裁判所に係属する事件については、当事者はさらに訴えを提起することができません。

ex)AがBに対して有する債権1000万円の一部である200万円と明示した上で係属中である場合、残りの800万円は係属中ではないため、Aは残りの800万円を自働債権としてBがAに対して有する債権の相殺にあてることが可能です。明示がない場合は、自働債権とすることはできません。

 

判例(142条)

AがBに対して所有権に基づく所有権移転登記を求める訴えの係争中に、BがAに対して自己に所有権があることを確認する訴えを提訴することは重複起訴には当たりません。ただし、BがAに対して所有権移転登記請求権がないことの確認を求める訴えの提起は重複起訴に当たります。(最判昭和49.2.8)

 

・訴えの変更(143条)

原告は、請求物の基礎に変更がない限り、口頭弁論の終結時までに請求又は請求の原因を変更することができます。この変更ができるのは、訴訟手続きが著しく遅滞することがない場合に限ります。

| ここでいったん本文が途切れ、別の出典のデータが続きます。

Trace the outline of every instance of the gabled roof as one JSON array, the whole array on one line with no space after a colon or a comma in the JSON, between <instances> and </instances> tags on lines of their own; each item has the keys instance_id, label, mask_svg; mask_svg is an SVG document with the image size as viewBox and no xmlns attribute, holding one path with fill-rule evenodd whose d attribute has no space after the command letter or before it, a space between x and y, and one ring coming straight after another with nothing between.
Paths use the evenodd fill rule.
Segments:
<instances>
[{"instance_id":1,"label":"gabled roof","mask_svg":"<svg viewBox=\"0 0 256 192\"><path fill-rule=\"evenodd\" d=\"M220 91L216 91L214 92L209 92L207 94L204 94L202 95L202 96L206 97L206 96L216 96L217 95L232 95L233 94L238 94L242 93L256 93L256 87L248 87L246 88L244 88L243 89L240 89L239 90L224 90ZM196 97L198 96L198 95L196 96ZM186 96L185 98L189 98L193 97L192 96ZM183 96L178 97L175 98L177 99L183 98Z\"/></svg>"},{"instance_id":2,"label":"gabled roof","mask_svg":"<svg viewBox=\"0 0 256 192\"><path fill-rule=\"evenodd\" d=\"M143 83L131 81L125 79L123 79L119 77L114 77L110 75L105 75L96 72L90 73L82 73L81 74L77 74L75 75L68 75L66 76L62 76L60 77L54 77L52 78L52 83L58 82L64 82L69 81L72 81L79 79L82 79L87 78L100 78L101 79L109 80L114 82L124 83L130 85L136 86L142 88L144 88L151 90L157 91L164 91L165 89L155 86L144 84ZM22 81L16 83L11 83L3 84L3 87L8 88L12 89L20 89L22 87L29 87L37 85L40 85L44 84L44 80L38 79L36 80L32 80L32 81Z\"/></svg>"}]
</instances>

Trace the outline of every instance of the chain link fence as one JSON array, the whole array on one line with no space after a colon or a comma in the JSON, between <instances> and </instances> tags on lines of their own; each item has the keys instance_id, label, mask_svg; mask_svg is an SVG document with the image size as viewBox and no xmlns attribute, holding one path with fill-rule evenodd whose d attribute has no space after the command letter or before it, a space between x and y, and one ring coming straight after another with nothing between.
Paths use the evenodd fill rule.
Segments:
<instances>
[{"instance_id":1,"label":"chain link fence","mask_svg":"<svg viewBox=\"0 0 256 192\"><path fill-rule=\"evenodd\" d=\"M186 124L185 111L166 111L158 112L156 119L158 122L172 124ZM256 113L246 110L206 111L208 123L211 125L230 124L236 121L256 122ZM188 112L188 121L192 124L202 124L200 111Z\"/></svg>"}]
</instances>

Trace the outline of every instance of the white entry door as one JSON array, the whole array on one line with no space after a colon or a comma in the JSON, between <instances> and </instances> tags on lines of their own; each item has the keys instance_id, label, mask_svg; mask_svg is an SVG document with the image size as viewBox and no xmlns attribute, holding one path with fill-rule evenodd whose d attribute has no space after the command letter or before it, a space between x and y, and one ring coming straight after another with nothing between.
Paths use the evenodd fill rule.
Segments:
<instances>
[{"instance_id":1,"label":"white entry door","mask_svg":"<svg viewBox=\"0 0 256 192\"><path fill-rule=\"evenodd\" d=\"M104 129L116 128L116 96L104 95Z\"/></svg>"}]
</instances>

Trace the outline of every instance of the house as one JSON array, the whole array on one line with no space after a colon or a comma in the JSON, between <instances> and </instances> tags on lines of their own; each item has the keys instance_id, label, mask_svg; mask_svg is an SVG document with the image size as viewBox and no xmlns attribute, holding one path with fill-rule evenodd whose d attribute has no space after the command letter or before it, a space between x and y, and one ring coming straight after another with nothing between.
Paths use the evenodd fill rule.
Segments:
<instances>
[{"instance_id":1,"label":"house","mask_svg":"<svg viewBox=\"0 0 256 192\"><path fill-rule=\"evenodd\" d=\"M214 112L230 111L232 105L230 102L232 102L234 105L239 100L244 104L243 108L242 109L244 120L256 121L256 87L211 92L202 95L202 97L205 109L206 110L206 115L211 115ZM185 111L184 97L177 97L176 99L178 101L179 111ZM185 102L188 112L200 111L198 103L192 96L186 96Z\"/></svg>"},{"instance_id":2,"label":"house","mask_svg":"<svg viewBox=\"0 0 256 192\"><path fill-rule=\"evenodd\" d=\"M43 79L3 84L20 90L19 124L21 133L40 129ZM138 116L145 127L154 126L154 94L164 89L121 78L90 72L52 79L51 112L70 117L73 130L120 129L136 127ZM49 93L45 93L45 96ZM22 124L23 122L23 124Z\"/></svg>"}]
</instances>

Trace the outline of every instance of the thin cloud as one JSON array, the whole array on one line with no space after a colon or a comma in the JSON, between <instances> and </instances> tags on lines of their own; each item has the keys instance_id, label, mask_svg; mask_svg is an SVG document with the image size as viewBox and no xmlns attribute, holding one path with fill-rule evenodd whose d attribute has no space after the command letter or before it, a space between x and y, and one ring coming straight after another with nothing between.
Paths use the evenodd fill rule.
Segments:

なお、請求物の基礎に変更がある場合であったとしても、相手方の承諾があれば、変更を行うことができます。

請求の変更は、書面にて行わなければならず、この書面は相手方に送達されます。なお、簡易裁判所では書面で行うことを要しません。また、書面を要するのは、請求の変更に限られ、請求の原因の変更の場合は、書面によることを要しません。

裁判所は、変更が不当であると認められる場合には、職権で又は申し立てにて変更を許さない旨の決定をしなければなりません。